Clinically, there is a trend toward reducing the extent and duration of oxygen exposure while minimizing detrimental effects from insufficient oxygen saturations. However, for the immature lung to maintain oxygen saturations, some level of hyperoxia is needed. What is less clear is the differences in the responses of the immature airway to different levels of hyperoxia. Furthermore, what is not known is whether these effects are long-lasting and contribute to altered airway structure or function later in life.

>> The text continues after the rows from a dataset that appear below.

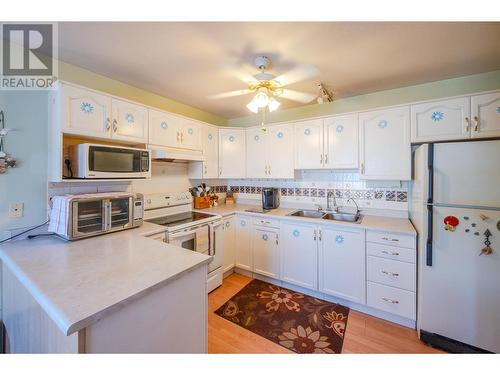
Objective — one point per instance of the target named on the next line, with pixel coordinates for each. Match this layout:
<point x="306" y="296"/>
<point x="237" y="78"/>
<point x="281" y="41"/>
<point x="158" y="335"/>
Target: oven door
<point x="117" y="162"/>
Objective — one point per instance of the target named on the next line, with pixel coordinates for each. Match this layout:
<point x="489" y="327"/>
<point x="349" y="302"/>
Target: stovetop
<point x="180" y="218"/>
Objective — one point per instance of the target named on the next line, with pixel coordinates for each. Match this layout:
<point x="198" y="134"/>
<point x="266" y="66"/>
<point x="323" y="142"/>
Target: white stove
<point x="187" y="228"/>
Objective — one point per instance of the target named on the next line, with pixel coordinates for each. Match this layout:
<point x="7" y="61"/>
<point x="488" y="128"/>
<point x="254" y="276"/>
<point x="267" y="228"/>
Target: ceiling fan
<point x="267" y="87"/>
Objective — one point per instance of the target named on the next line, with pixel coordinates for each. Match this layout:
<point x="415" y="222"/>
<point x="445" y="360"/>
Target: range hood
<point x="159" y="153"/>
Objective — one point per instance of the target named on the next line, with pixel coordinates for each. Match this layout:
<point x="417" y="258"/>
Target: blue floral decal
<point x="87" y="108"/>
<point x="382" y="124"/>
<point x="130" y="118"/>
<point x="437" y="116"/>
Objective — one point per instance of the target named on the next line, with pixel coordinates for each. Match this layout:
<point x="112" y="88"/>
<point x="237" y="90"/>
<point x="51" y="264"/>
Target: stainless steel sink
<point x="351" y="218"/>
<point x="308" y="213"/>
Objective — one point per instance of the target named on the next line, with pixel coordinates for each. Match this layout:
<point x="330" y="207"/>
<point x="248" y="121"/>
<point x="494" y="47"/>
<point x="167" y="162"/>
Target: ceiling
<point x="188" y="62"/>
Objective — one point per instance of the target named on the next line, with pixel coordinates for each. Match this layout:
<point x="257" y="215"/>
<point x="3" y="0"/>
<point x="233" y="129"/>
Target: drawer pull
<point x="390" y="239"/>
<point x="389" y="253"/>
<point x="390" y="273"/>
<point x="390" y="300"/>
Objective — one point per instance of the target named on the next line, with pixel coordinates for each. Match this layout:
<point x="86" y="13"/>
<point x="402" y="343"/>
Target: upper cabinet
<point x="270" y="153"/>
<point x="92" y="114"/>
<point x="385" y="150"/>
<point x="330" y="143"/>
<point x="485" y="115"/>
<point x="440" y="120"/>
<point x="232" y="153"/>
<point x="341" y="142"/>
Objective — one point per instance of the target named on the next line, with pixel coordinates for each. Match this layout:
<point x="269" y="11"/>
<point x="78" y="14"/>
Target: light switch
<point x="16" y="210"/>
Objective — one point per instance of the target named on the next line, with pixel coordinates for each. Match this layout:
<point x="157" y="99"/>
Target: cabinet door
<point x="228" y="233"/>
<point x="164" y="129"/>
<point x="243" y="252"/>
<point x="85" y="112"/>
<point x="279" y="147"/>
<point x="341" y="142"/>
<point x="211" y="152"/>
<point x="232" y="153"/>
<point x="385" y="144"/>
<point x="299" y="258"/>
<point x="130" y="121"/>
<point x="265" y="250"/>
<point x="486" y="115"/>
<point x="257" y="166"/>
<point x="190" y="134"/>
<point x="440" y="120"/>
<point x="342" y="264"/>
<point x="308" y="136"/>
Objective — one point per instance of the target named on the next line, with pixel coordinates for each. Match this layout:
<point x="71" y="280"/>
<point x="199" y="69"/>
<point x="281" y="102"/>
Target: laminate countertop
<point x="78" y="282"/>
<point x="370" y="222"/>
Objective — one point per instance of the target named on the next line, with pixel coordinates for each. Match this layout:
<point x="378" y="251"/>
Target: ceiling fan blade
<point x="230" y="94"/>
<point x="300" y="73"/>
<point x="297" y="96"/>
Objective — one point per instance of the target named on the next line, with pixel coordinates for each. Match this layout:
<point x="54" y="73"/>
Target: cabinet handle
<point x="389" y="253"/>
<point x="476" y="123"/>
<point x="390" y="273"/>
<point x="389" y="300"/>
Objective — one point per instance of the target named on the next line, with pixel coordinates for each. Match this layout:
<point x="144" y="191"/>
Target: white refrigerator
<point x="459" y="290"/>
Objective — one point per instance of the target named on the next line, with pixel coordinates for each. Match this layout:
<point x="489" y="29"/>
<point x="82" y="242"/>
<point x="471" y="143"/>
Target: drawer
<point x="393" y="239"/>
<point x="266" y="222"/>
<point x="391" y="252"/>
<point x="393" y="300"/>
<point x="391" y="272"/>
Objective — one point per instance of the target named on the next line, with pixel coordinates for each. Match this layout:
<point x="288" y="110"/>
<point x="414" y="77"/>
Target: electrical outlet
<point x="16" y="210"/>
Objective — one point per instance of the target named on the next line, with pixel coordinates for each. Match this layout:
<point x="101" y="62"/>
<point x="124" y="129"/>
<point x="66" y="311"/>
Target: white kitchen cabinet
<point x="85" y="112"/>
<point x="299" y="258"/>
<point x="228" y="233"/>
<point x="308" y="139"/>
<point x="270" y="153"/>
<point x="243" y="252"/>
<point x="232" y="153"/>
<point x="265" y="250"/>
<point x="440" y="120"/>
<point x="130" y="121"/>
<point x="485" y="115"/>
<point x="385" y="151"/>
<point x="341" y="142"/>
<point x="342" y="263"/>
<point x="256" y="159"/>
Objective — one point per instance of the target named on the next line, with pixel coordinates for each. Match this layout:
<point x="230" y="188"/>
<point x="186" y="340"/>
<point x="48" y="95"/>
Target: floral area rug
<point x="293" y="320"/>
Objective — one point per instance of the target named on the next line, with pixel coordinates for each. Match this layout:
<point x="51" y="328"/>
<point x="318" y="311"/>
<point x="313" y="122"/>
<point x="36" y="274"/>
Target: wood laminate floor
<point x="364" y="333"/>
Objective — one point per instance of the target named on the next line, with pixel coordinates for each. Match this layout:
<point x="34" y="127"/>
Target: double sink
<point x="325" y="215"/>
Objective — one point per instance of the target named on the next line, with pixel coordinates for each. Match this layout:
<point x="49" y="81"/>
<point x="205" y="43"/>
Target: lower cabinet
<point x="243" y="251"/>
<point x="342" y="263"/>
<point x="228" y="233"/>
<point x="299" y="249"/>
<point x="265" y="250"/>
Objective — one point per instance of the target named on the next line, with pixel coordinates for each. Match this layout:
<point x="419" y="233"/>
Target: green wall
<point x="426" y="91"/>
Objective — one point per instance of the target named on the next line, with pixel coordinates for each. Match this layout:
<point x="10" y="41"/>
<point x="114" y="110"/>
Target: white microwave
<point x="88" y="160"/>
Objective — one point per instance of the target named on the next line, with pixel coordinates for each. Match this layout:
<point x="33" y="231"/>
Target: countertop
<point x="370" y="222"/>
<point x="78" y="282"/>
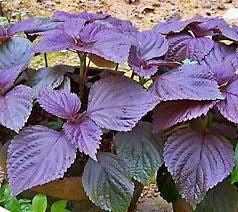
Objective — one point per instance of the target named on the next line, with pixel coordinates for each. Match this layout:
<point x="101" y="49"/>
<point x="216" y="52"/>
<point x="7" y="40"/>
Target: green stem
<point x="82" y="57"/>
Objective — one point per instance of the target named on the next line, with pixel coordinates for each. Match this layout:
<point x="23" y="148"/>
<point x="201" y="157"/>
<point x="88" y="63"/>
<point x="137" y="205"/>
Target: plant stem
<point x="116" y="68"/>
<point x="82" y="57"/>
<point x="132" y="75"/>
<point x="142" y="81"/>
<point x="46" y="60"/>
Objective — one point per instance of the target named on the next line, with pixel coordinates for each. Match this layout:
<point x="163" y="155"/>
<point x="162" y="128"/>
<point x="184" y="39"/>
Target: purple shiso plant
<point x="175" y="115"/>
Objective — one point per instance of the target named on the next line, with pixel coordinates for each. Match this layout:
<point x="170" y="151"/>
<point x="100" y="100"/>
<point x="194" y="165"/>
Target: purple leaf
<point x="221" y="60"/>
<point x="55" y="40"/>
<point x="190" y="82"/>
<point x="118" y="103"/>
<point x="18" y="51"/>
<point x="170" y="113"/>
<point x="176" y="26"/>
<point x="49" y="77"/>
<point x="4" y="35"/>
<point x="37" y="156"/>
<point x="87" y="17"/>
<point x="223" y="197"/>
<point x="93" y="38"/>
<point x="186" y="46"/>
<point x="141" y="150"/>
<point x="62" y="104"/>
<point x="197" y="161"/>
<point x="228" y="131"/>
<point x="120" y="25"/>
<point x="34" y="26"/>
<point x="85" y="135"/>
<point x="229" y="107"/>
<point x="8" y="77"/>
<point x="15" y="107"/>
<point x="229" y="32"/>
<point x="107" y="182"/>
<point x="150" y="44"/>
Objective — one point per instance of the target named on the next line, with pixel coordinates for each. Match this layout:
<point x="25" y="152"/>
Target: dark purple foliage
<point x="184" y="86"/>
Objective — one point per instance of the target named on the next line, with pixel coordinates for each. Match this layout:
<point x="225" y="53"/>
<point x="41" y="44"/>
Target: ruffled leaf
<point x="141" y="150"/>
<point x="85" y="135"/>
<point x="185" y="46"/>
<point x="107" y="182"/>
<point x="8" y="77"/>
<point x="190" y="82"/>
<point x="229" y="107"/>
<point x="18" y="51"/>
<point x="234" y="174"/>
<point x="150" y="44"/>
<point x="15" y="107"/>
<point x="49" y="77"/>
<point x="197" y="161"/>
<point x="36" y="156"/>
<point x="118" y="103"/>
<point x="60" y="103"/>
<point x="170" y="113"/>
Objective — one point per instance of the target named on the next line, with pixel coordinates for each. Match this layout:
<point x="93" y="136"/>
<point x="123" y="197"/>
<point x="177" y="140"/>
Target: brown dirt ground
<point x="144" y="14"/>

From an in vivo perspective, hyperoxia-exposed neonatal rodents have been widely employed to study the pathophysiology of neonatal lung injury. Initial studies focused on the effects of ∼95% oxygen and documented increased airway reactivity, accompanied by an increase in airway smooth muscle (ASM) layer thickness, both of which resolved several days after cessation of oxygen exposure (7). In contrast, neonatal guinea pigs exposed to 70% oxygen showed a persistent increase in airway response to cholinergic agonist after return to normoxia (17). Other studies have focused on the responses of airway function to more modest levels of hyperoxic exposure. In response to prolonged exposure to 50 or 60% oxygen in newborn rats, there was an increase in contractility of tracheal and bronchial rings, but this was only measured at completion of hyperoxic exposure (2, 3). However, the major clinical problem appears to be that increased airway reactivity is exhibited by former preterm infants long after cessation of hyperoxic exposure. What remains unclear is whether the same detrimental processes initiated by hyperoxia in the early postnatal period continue to exert effects even after withdrawal of hyperoxia, or whether new mechanisms come into play (potentially even triggered by early events).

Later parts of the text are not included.